CSK: For events like gran fondos and rallies you can sign up as an individual, but what about for MCT? Must you be a member of a team or can you do it as a solo rider?

Daniel: MCT has two categories. There is the DMZ League and Special League. For the DMZ League you can register as an individual or team. A team has to have at least three riders. For the Special League you must be a member of a team and the team must be qualified to race in S-League, meaning the team must have a certain number of points from the previous year which can be earned through the DMZ League or in S-Leauge to maintain its qualification. 

CSK: And there are six MCT races each year?

Daniel: Yes, there are six one-day races and a final four day stage race called the Tour De Korea for the S-League. For DMZ its six one-day races and then a three day stage race called Tour de DMZ. 

CSK: What are the one-day races generally like? What are courses like? How long are they? Etc.

Daniel: For DMZ each race is one fewer lap than the S-League races, so they are generally 55km on average. For S-League they are 75km on average. The course type varies from flat to hilly.

CSK: What kind of pace are we talking about in these races?

Daniel: In S-League the average for the year for all courses is probably between 39 and 42kph. DMZ is usually about 2kph slower. DMZ is definitely pretty quick still. There are a lot of strong riders in the DMZ League who just haven’t found the right team or are just building their team up to join S-League.

CSK: Last week at the Naju race there were a lot of crashes, including some for members from your team. What would you say are the causes of these crashes and what should people be aware of in terms of risks in doing MCT?

Daniel: Especially in the DMZ League there are a lot of inexperienced riders, a lot of new riders. That’s something to be aware of. You can identify them pretty easily based on how they ride in a pack. And those are the riders you should stay away from, especially on fast courses like last week’s.

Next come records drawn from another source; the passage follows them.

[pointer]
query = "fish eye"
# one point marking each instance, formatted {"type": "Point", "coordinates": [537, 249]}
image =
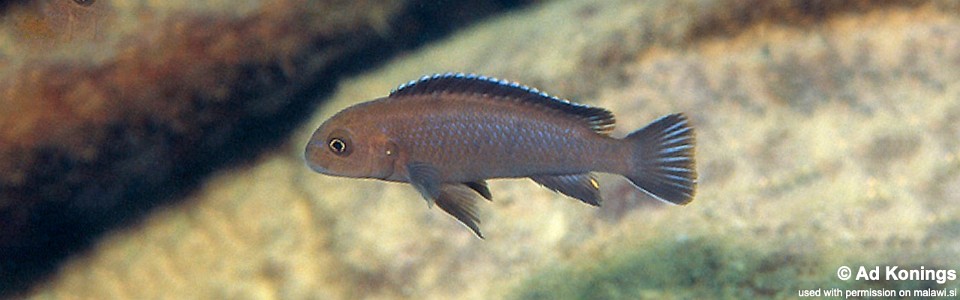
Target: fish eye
{"type": "Point", "coordinates": [339, 146]}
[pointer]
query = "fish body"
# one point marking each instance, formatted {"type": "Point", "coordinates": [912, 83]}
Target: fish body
{"type": "Point", "coordinates": [448, 133]}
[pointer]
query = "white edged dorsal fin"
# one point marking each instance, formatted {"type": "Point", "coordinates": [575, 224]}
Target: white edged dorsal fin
{"type": "Point", "coordinates": [598, 119]}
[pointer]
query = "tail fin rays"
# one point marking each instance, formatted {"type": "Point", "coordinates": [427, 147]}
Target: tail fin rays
{"type": "Point", "coordinates": [662, 163]}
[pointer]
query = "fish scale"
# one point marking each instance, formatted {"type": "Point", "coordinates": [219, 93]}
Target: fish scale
{"type": "Point", "coordinates": [446, 134]}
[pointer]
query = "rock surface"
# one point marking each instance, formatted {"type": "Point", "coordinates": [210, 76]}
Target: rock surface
{"type": "Point", "coordinates": [827, 132]}
{"type": "Point", "coordinates": [111, 108]}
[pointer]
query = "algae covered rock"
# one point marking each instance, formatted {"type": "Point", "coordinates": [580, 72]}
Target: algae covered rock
{"type": "Point", "coordinates": [827, 136]}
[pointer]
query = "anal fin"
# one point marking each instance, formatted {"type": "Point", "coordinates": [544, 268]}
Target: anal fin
{"type": "Point", "coordinates": [580, 186]}
{"type": "Point", "coordinates": [481, 187]}
{"type": "Point", "coordinates": [460, 201]}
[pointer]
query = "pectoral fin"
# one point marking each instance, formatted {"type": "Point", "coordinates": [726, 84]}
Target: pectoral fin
{"type": "Point", "coordinates": [481, 187]}
{"type": "Point", "coordinates": [426, 179]}
{"type": "Point", "coordinates": [581, 186]}
{"type": "Point", "coordinates": [460, 201]}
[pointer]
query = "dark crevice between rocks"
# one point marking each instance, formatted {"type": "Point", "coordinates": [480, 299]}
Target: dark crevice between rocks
{"type": "Point", "coordinates": [65, 205]}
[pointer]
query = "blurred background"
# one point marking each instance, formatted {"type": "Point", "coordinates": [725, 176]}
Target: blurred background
{"type": "Point", "coordinates": [154, 149]}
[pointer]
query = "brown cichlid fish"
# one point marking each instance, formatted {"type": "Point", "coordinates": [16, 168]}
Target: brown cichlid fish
{"type": "Point", "coordinates": [446, 134]}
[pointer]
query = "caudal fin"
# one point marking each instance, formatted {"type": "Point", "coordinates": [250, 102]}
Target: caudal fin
{"type": "Point", "coordinates": [662, 163]}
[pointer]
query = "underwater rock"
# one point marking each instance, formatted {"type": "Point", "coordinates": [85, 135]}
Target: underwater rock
{"type": "Point", "coordinates": [789, 100]}
{"type": "Point", "coordinates": [111, 108]}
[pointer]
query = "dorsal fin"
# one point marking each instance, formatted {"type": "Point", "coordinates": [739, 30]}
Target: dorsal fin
{"type": "Point", "coordinates": [598, 119]}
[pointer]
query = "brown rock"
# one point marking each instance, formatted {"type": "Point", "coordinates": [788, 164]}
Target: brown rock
{"type": "Point", "coordinates": [110, 108]}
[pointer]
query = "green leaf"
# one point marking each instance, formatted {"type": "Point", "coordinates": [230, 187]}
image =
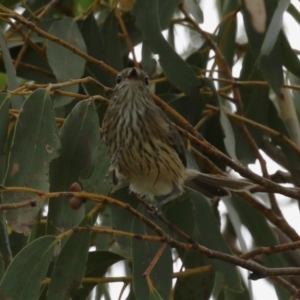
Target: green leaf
{"type": "Point", "coordinates": [176, 70]}
{"type": "Point", "coordinates": [198, 286]}
{"type": "Point", "coordinates": [22, 280]}
{"type": "Point", "coordinates": [252, 98]}
{"type": "Point", "coordinates": [211, 237]}
{"type": "Point", "coordinates": [4, 119]}
{"type": "Point", "coordinates": [118, 215]}
{"type": "Point", "coordinates": [192, 6]}
{"type": "Point", "coordinates": [79, 138]}
{"type": "Point", "coordinates": [290, 58]}
{"type": "Point", "coordinates": [270, 65]}
{"type": "Point", "coordinates": [97, 182]}
{"type": "Point", "coordinates": [111, 41]}
{"type": "Point", "coordinates": [16, 100]}
{"type": "Point", "coordinates": [227, 33]}
{"type": "Point", "coordinates": [262, 236]}
{"type": "Point", "coordinates": [143, 252]}
{"type": "Point", "coordinates": [94, 41]}
{"type": "Point", "coordinates": [97, 265]}
{"type": "Point", "coordinates": [69, 268]}
{"type": "Point", "coordinates": [274, 27]}
{"type": "Point", "coordinates": [34, 145]}
{"type": "Point", "coordinates": [65, 64]}
{"type": "Point", "coordinates": [154, 295]}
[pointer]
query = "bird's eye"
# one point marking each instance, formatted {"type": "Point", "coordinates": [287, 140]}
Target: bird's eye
{"type": "Point", "coordinates": [119, 79]}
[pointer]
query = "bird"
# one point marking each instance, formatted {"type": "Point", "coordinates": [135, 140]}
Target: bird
{"type": "Point", "coordinates": [147, 153]}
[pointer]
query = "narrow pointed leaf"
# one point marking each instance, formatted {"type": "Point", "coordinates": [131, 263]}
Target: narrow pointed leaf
{"type": "Point", "coordinates": [22, 280]}
{"type": "Point", "coordinates": [79, 138]}
{"type": "Point", "coordinates": [69, 268]}
{"type": "Point", "coordinates": [34, 144]}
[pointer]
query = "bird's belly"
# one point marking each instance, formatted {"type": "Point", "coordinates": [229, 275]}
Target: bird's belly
{"type": "Point", "coordinates": [151, 170]}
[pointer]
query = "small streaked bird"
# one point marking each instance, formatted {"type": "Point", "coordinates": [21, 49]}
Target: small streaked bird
{"type": "Point", "coordinates": [146, 151]}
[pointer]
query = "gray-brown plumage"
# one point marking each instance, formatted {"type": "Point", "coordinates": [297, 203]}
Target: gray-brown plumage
{"type": "Point", "coordinates": [146, 151]}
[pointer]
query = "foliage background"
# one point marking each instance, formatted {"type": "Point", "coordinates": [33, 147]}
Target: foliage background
{"type": "Point", "coordinates": [58, 65]}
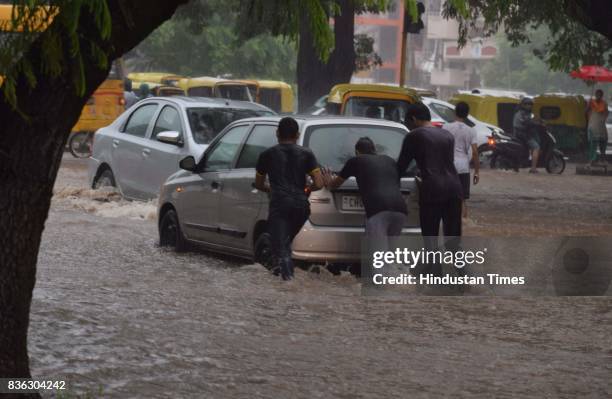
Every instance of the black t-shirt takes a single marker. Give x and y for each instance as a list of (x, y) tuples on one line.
[(379, 183), (287, 166), (433, 148)]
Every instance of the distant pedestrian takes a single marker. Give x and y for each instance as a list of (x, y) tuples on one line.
[(597, 114), (466, 147), (286, 165), (526, 128), (379, 187), (128, 94), (440, 193)]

Naju is all flat. The average speed in S-League was 44kph. In most courses there are hills involved that split the pack and stretch it out. Overall it’s not a dangerous series, but there is the Naju race that pretty much has all of the year’s crashes. But, again, overall MCT isn’t too risky.

CSK: If someone wants to get involved, what are the fees and what is the registration process?

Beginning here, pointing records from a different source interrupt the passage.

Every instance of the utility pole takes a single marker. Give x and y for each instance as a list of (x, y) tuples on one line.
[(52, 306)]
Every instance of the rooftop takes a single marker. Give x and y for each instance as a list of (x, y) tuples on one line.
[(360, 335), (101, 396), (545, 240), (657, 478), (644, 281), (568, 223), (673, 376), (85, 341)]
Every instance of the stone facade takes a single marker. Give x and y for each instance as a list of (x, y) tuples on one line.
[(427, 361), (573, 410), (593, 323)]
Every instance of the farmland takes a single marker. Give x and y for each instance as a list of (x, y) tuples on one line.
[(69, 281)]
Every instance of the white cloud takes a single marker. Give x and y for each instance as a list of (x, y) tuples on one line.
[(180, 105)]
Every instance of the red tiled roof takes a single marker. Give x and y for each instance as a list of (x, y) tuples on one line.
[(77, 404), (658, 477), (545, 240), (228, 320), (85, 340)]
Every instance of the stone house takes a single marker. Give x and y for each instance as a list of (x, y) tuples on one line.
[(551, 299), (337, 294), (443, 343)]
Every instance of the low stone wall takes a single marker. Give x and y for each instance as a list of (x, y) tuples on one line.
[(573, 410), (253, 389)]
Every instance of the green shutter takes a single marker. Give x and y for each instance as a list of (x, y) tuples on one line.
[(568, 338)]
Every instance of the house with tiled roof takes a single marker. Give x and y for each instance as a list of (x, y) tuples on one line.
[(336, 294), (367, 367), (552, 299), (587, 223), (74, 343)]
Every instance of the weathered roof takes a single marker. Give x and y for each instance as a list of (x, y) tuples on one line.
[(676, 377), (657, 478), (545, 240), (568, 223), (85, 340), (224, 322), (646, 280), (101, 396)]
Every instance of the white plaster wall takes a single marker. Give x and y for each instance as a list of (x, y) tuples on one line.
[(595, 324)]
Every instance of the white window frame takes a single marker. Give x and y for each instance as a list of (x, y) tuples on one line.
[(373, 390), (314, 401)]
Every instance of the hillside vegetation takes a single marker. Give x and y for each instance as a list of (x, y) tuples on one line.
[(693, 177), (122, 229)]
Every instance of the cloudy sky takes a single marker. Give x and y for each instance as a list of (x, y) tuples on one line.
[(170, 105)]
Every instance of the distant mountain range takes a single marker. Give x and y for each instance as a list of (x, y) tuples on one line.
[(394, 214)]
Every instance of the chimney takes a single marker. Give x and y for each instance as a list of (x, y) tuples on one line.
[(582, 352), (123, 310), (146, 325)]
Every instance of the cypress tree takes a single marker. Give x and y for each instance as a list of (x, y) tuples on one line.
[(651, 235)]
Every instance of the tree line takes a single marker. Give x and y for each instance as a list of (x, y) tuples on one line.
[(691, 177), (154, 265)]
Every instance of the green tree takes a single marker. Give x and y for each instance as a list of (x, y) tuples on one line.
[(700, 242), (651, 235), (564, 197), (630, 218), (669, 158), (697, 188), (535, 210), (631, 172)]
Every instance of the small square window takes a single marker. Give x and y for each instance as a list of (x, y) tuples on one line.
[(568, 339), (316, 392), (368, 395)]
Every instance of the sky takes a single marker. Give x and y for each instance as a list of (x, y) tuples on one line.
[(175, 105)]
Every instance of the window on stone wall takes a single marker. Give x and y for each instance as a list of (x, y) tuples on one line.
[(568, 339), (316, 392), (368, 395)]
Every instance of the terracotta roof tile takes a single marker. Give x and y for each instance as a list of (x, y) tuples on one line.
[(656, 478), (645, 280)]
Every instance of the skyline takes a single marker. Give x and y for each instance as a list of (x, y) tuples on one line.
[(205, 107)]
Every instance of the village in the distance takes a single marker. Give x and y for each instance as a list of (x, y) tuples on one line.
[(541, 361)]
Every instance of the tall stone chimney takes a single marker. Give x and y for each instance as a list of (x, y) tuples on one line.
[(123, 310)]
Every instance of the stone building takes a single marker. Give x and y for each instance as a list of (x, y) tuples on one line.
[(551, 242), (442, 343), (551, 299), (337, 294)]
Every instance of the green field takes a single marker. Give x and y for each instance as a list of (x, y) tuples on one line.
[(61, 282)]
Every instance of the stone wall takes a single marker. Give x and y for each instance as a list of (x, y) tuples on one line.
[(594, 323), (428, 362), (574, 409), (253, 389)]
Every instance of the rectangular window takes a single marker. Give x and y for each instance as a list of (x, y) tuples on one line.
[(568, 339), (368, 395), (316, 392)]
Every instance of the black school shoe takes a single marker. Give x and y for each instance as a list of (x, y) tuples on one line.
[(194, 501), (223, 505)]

Daniel: First, get a license. You have to sign up in January for insurance and sign other liability documents. You pay a 130,000 KRW fee. After that each individual race has a registration period. For DMZ it’s a competitive registration process because there is a limit of 350 riders, but 450 or more are trying to register. Registration is open only for a week, but most people register on Monday at 2:00pm immediately after registration begins. And the fee is 40,000 KRW per race.

CSK: What about age and gender?

Daniel: The age range starts from 18, which is the youngest allowed. The oldest current racer I believe is 64 years old, and he is the leader of his age category even though he’s the eldest in the category. Unless there is a big climb, he stays with the pack throughout. He’s a former Elite [National Pro] Champion in Korea in track and road cycling. He’s still super strong.

Women also compete in MCT in both leagues. They ride with the men but have their own set of rankings. So there is a top three after each race for men and for women. However, because there are cutoffs during the race and not a lot of female riders, sometimes there aren’t any female finishers. 

CSK: Anything else you’d say about racing in Korea?

Daniel: Just that the racing in the MCT series is really well-organized. It feels like being in a pro race. There are sponsors. There are lead vehicles and follow vehicles. Police are hired to marshal riders through the course. Ambulances are always on the scene just in case. And at the end of the series are the two tours, which are run like miniature Tour De Frances. There are motorcycle cameras. It’s televised on Cycle TV, or SL TV, and there are announcers for the race and a board showing the placement of each rider. And this is for an amateur race! I don’t think that happens anywhere else in the world, which really speaks to the organization of the series.